When a dedicated team was tasked to prepare ThoughtSpot for potential performance bottlenecks that go along with the ever increasing number of deployments in our customer base, we knew we had to start first by measuring the current state we are in if we wanted to effectively reduce those bottlenecks.
Kicking Off with Chrome Developer Tools
Initially, we used Chrome Developer Tools to analyze performance. Although Chrome’s developer tools are incredibly powerful, they lacked some specific functionality for our purposes in two main areas. First, Chrome’s tools only show network calls, preventing us from drilling down as deeply as we’d like into performance. Secondly, these reports cannot be easily automated, meaning time and resources must be deployed to make them effective.
We needed a system that could automate our performance metrics measurement, much like our then integration tests automated our correctness verification process. Not only would this allow us to objectively understand and measure the positive impact our various improvements had on the product, but also provide a check against any regressions that gets introduced. If you’re not measuring the good and the bad, what’s the point?

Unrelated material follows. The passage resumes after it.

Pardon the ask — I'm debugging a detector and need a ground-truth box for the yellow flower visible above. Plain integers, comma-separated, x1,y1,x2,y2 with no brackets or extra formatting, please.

Using Protractor to Measure Performance
We began with an initial list of basic workflows we knew were critical to customers’ success with the product, and began to immediately measure performance metrics related to these workflows. A workflow in this context is defined as a user interaction or a set of user interactions that the user takes to accomplish a certain task, as well as the application’s response to those interactions.

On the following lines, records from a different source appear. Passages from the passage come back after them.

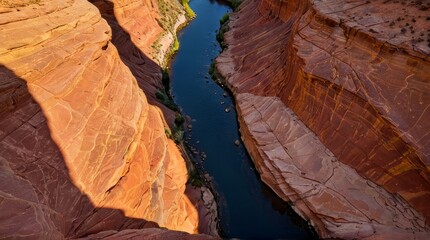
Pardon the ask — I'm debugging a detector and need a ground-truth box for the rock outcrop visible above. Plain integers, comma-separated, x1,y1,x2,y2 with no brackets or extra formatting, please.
0,0,209,239
216,0,430,239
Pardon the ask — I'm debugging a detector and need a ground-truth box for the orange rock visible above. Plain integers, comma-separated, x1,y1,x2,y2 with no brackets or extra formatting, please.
217,0,430,237
0,0,202,239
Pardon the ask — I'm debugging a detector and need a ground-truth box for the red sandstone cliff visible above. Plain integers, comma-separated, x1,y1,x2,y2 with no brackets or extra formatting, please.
217,0,430,239
0,0,213,239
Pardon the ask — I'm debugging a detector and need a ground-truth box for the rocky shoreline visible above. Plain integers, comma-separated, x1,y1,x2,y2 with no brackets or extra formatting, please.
216,0,430,239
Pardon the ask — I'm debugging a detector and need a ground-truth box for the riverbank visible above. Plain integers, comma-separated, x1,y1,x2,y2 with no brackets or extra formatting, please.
170,1,313,239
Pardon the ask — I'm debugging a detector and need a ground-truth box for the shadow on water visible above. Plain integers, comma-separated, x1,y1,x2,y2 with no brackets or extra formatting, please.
171,0,316,239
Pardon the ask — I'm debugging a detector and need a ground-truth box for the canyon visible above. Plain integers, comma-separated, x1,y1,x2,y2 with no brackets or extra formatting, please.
216,0,430,239
0,0,213,239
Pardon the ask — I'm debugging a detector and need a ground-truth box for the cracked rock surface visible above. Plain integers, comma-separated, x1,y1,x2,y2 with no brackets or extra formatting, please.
216,0,430,239
0,0,215,239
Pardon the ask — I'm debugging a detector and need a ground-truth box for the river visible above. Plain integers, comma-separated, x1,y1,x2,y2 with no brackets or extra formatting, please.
170,0,315,239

As we were already using Protractor for defining automated correctness scenarios for our angular based front-end application, it made sense for us to evaluate it for our requirements. The advantages of using Protractor were simple. The performance tests would end up using the same APIs as the end-to-end (E2E) scenarios which in turn would mean writing new tests as well maintaining these tests was relatively straightforward.
Using Protractor had a distinct disadvantage though: selenium commands themselves added latency to the whole workflow. After measuring these latencies, we identified that, though these latencies could reach up to half a second, they were rather precise with a range of a tenth of a second. In other words, running these tests multiple times would lead to a latency within a tenth of a second of the original value. This precision was acceptable in the workflows we had defined.

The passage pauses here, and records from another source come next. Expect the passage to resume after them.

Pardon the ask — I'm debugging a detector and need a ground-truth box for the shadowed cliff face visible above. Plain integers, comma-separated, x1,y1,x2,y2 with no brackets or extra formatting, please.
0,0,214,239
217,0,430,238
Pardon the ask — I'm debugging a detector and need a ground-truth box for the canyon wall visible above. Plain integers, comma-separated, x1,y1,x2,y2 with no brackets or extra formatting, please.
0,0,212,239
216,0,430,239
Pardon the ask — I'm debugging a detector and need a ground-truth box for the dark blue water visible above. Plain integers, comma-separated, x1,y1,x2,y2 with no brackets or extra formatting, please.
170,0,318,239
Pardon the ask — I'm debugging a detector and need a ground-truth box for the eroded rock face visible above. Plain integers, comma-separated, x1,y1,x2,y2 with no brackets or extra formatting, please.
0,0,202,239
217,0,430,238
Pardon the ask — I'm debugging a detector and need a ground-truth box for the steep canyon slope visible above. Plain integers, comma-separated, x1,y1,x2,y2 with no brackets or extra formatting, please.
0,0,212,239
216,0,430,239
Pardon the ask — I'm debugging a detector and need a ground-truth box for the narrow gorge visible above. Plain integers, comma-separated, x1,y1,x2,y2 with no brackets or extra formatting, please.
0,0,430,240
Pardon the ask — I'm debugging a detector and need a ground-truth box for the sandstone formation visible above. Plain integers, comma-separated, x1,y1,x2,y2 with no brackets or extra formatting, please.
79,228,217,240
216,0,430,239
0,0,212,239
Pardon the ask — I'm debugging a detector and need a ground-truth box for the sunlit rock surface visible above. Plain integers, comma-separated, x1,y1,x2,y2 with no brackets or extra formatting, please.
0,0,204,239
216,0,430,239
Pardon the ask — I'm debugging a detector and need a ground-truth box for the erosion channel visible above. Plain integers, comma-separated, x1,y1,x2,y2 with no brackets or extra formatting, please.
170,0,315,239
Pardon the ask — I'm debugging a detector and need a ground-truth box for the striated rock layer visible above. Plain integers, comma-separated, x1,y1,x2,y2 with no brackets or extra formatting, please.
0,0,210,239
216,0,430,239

These tests were different from the usual E2E scenarios. Namely, we needed to stitch some code together which measured the time duration of the test runs. To facilitate this, we wrote a wrapper over the protractor, which not only made time measurements of the tests, but also had a capability of timing certain sub-steps in the tests. Additionally, we wanted these tests to be dataset independent and be able to run these tests on various datasets of various complexities. Dataset was kept as a configurable parameter to the tests, so that once we needed to add a new dataset, we only had to define a configuration file listing metadata specifications the tests required. The wrapper also allowed us to add new functionality later, such as executing multiple runs of the tests and averaging results across them to reduce noise, collection of additional data such as browser memory consumption and frame rate, etc.
Leveraging ThoughtSpot’s Tracing Infrastructure
Automating these crucial workflows and measuring its timing gave us a nice platform where we could attribute any major decrease in these timings to optimizations that we had made in our stack, whereas any major increase in these measured timings pointed out that we had regressed somewhere in our stack. To identify where exactly that optimization or regression has been made was our next challenge. That is where ThoughtSpot tracing infrastructure came in.
The idea behind our tracing infrastructure was simple. Whenever one component had a task it that consisted of several subtasks, it could create a trace object for the duration of the task, and with the subtasks also creating such traces, string the subtask traces as the children of the task trace, thus identifying how much which subtask contributed to the task duration. This nesting could go arbitrarily deep as well as measure durations across services.
For example, we created a trace for the duration of the automated workflow. The various network calls made to the metadata service had their own traces, which were children of the workflow trace. In turn, metadata service could create its own traces for various actions it performed and RPC calls it made to other services. All these traces could be visually analyzed by trace viewer utility to narrow down where exactly we had regressed.
Turning Insight into Action
Once we had the basic implementation of what and how we were going to measure performance bottlenecks, the next job was to setup a pipeline where we could run these tests across various scenarios. We set up jobs on Jenkins CI which ran these tests at regular intervals on different datasets. Also, the metrics generated by these jobs were fed into internal ThoughtSpot instances for better visibility and analysis.
Using ThoughtSpot, we were able to create dashboards that gave us a bird’s eye view of these performance metrics on a daily basis. Additionally, by defining bounds on our metrics we were able to set up alerting on slack whenever these metrics deviated from the defined bounds, calling us into action for digging further into them.
This pipeline has given us enough capability to measure, monitor, and analyze the effects of the changes we are making. By adhering to a strict regime of measurement, we have been already been able to identify and begin to fix many of the bottlenecks as well catch a few major regressions which may have gone unnoticed otherwise.